According to the aforementioned evaluation and analysis, the traffic is examined using random fine trees (RF) to identify either DoH or non-DoH traffic at the first layer. At the second layer, the DoH traffic is further investigated using Adaboost trees (AD) to be identified as benign DoH or malicious DoH. In Figure 9, we trace the performance trajectories for the model implemented at layer one and layer two in terms of minimum classification error (MCE) vs. learning iteration (1–30 iterations). The learning curves display a stable tendency in both cases while minimizing the minimum classification error at every learning iteration.

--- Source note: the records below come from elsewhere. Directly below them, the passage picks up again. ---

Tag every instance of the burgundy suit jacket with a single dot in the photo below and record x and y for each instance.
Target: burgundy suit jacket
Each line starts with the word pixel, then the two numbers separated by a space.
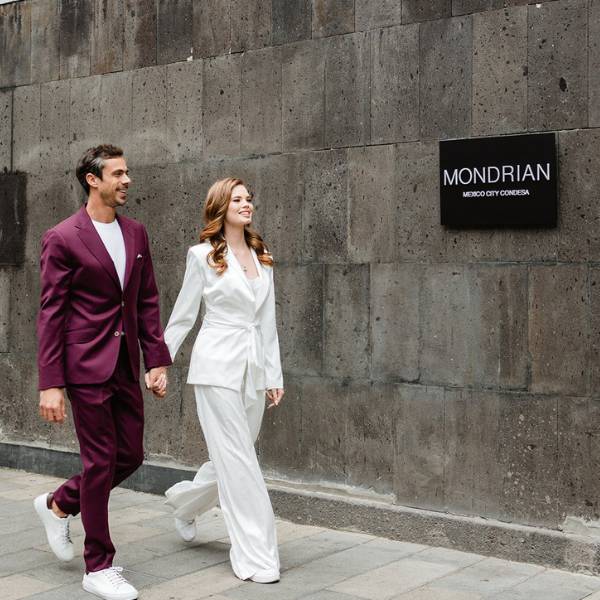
pixel 83 310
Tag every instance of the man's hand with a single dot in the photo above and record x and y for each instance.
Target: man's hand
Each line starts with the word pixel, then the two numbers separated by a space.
pixel 52 405
pixel 156 380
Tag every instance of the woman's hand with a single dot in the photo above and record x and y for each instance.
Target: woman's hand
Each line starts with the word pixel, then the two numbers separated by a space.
pixel 274 395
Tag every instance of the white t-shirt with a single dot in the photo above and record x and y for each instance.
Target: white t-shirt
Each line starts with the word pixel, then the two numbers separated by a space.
pixel 112 237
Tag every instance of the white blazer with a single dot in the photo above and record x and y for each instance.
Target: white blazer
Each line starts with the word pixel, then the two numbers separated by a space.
pixel 238 330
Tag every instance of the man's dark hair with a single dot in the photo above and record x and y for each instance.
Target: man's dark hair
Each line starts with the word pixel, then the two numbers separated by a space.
pixel 92 162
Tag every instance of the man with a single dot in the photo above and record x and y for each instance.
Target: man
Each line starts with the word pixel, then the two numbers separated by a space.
pixel 98 298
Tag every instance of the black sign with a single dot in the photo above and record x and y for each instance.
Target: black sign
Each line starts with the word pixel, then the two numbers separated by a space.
pixel 508 181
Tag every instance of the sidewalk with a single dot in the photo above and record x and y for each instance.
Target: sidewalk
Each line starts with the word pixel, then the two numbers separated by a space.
pixel 317 563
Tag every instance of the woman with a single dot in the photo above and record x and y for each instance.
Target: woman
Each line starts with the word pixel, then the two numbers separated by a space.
pixel 235 360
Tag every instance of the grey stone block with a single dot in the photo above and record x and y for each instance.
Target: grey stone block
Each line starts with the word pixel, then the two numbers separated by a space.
pixel 445 79
pixel 221 120
pixel 250 24
pixel 211 30
pixel 332 17
pixel 346 351
pixel 299 293
pixel 139 34
pixel 373 205
pixel 347 81
pixel 76 17
pixel 395 84
pixel 149 118
pixel 292 21
pixel 558 77
pixel 473 326
pixel 303 82
pixel 106 44
pixel 261 117
pixel 417 10
pixel 420 456
pixel 26 129
pixel 371 14
pixel 174 31
pixel 500 71
pixel 325 208
pixel 184 111
pixel 394 314
pixel 559 312
pixel 45 54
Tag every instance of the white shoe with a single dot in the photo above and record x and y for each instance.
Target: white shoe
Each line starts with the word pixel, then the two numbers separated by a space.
pixel 109 584
pixel 57 529
pixel 186 529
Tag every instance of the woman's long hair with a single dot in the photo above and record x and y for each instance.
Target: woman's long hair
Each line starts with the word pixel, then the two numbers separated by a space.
pixel 215 209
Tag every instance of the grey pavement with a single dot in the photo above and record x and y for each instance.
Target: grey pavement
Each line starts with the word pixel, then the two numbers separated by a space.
pixel 317 563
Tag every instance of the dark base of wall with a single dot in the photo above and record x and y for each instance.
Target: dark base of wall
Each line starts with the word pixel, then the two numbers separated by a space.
pixel 313 507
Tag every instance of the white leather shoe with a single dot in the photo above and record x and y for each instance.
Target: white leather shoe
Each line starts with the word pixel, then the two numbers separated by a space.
pixel 109 584
pixel 57 529
pixel 186 529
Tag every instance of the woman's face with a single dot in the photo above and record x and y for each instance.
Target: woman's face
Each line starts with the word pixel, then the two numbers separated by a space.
pixel 240 209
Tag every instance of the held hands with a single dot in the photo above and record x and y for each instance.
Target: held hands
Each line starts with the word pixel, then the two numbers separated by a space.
pixel 156 380
pixel 274 395
pixel 52 405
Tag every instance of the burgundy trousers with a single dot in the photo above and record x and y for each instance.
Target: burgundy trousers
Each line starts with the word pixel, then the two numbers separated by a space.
pixel 109 421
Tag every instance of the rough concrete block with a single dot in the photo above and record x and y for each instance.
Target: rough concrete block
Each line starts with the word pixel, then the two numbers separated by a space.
pixel 222 105
pixel 558 74
pixel 325 208
pixel 332 17
pixel 579 161
pixel 45 55
pixel 559 312
pixel 76 18
pixel 347 81
pixel 261 118
pixel 500 71
pixel 26 129
pixel 303 79
pixel 149 119
pixel 419 457
pixel 292 20
pixel 106 44
pixel 394 315
pixel 15 44
pixel 445 79
pixel 54 125
pixel 299 293
pixel 174 32
pixel 346 321
pixel 139 34
pixel 211 28
pixel 395 84
pixel 372 14
pixel 250 24
pixel 184 111
pixel 473 325
pixel 373 206
pixel 417 10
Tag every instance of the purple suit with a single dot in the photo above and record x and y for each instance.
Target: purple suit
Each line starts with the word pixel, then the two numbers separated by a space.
pixel 88 332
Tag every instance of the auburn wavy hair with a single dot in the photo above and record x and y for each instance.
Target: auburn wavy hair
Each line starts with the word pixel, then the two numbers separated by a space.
pixel 215 209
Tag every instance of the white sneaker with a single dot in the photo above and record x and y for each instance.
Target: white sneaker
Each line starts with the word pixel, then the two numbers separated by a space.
pixel 109 584
pixel 57 529
pixel 186 529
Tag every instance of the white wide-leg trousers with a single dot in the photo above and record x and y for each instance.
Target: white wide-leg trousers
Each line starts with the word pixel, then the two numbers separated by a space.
pixel 231 421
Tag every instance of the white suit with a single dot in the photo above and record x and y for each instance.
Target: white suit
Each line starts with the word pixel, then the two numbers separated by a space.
pixel 234 359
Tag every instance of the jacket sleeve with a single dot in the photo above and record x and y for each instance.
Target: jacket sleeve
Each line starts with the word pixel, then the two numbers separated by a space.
pixel 55 279
pixel 187 305
pixel 268 328
pixel 150 332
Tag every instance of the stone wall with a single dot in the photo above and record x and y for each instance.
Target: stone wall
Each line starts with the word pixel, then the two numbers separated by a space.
pixel 449 370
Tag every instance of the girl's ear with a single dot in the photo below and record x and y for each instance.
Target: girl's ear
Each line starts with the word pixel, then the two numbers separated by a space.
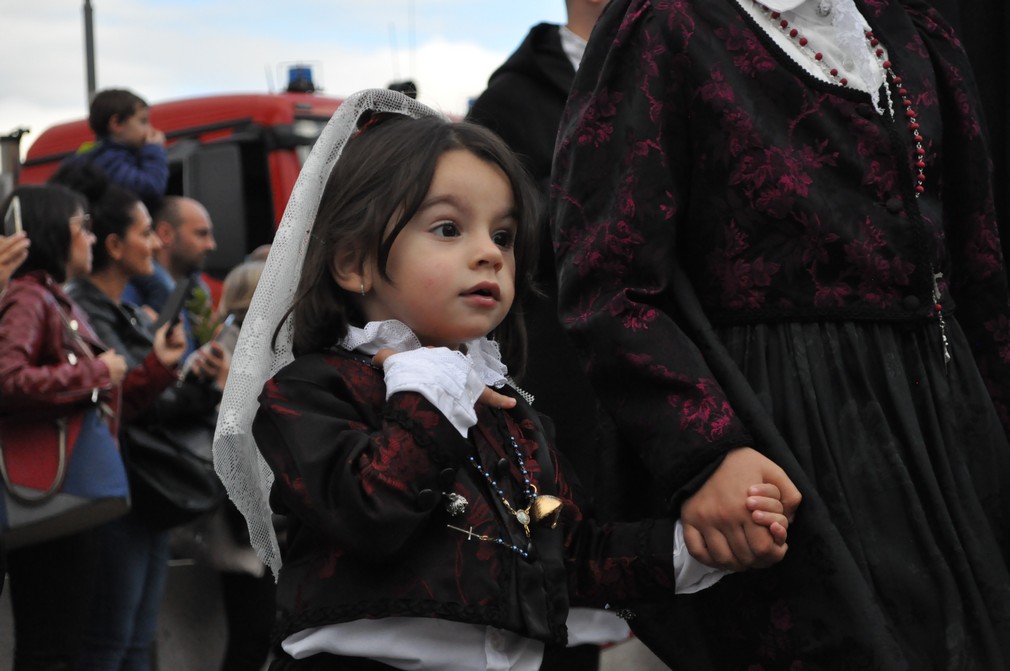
pixel 114 247
pixel 347 271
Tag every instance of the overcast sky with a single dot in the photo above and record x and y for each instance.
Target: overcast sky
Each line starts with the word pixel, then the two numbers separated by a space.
pixel 166 50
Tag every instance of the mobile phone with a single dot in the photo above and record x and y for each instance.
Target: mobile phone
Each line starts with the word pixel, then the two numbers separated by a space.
pixel 12 218
pixel 174 305
pixel 228 336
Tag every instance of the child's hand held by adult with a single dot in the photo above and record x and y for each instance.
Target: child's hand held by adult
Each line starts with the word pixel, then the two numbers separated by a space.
pixel 720 532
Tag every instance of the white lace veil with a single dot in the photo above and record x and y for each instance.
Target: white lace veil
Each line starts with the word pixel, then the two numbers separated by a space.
pixel 236 459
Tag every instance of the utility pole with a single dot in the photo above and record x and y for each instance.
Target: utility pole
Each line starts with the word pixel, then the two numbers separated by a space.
pixel 89 49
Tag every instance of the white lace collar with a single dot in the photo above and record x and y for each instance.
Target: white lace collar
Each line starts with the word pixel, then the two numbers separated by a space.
pixel 484 355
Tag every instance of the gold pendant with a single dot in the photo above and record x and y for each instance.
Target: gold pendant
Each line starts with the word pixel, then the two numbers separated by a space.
pixel 522 516
pixel 546 509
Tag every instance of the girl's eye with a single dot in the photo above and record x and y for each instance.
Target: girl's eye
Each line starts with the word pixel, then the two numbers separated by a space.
pixel 446 229
pixel 504 238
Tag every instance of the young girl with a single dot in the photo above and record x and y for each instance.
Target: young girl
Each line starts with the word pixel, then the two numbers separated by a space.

The best point/minimum error hyperparameters have been recorded and stabilized at iteration twenty for the layer one model and iteration twelve for the layer two models scoring an MCE of 0.6% and 0.0% for the layer one model and layer two models, respectively. This complies with the accuracy values obtained earlier (accuracy = 1 − MCE%) for every model (99.6% for the RFC model at layer one and 100% for the ADT model at layer two).

Also, Figure 10 shows the confusion matrix analysis for layer one (RFC-based model) and layer two (ADT-based model). We can obviously infer that the classification cost for layer one is 1157 misclassified samples (FP + FN) out of 200,000 (total number of samples), while the classification gain for layer one is 198,843 correctly classified samples (TP + TN) out of 200,000 (total number of samples). On the other hand, we can infer that the classification cost for layer two is nine misclassified samples (FP + FN) out of forty-thousand (total number of samples). In comparison, the classification gain for layer one is 39,991 correctly classified samples (TP + TN) out of 40,000 (total number of samples).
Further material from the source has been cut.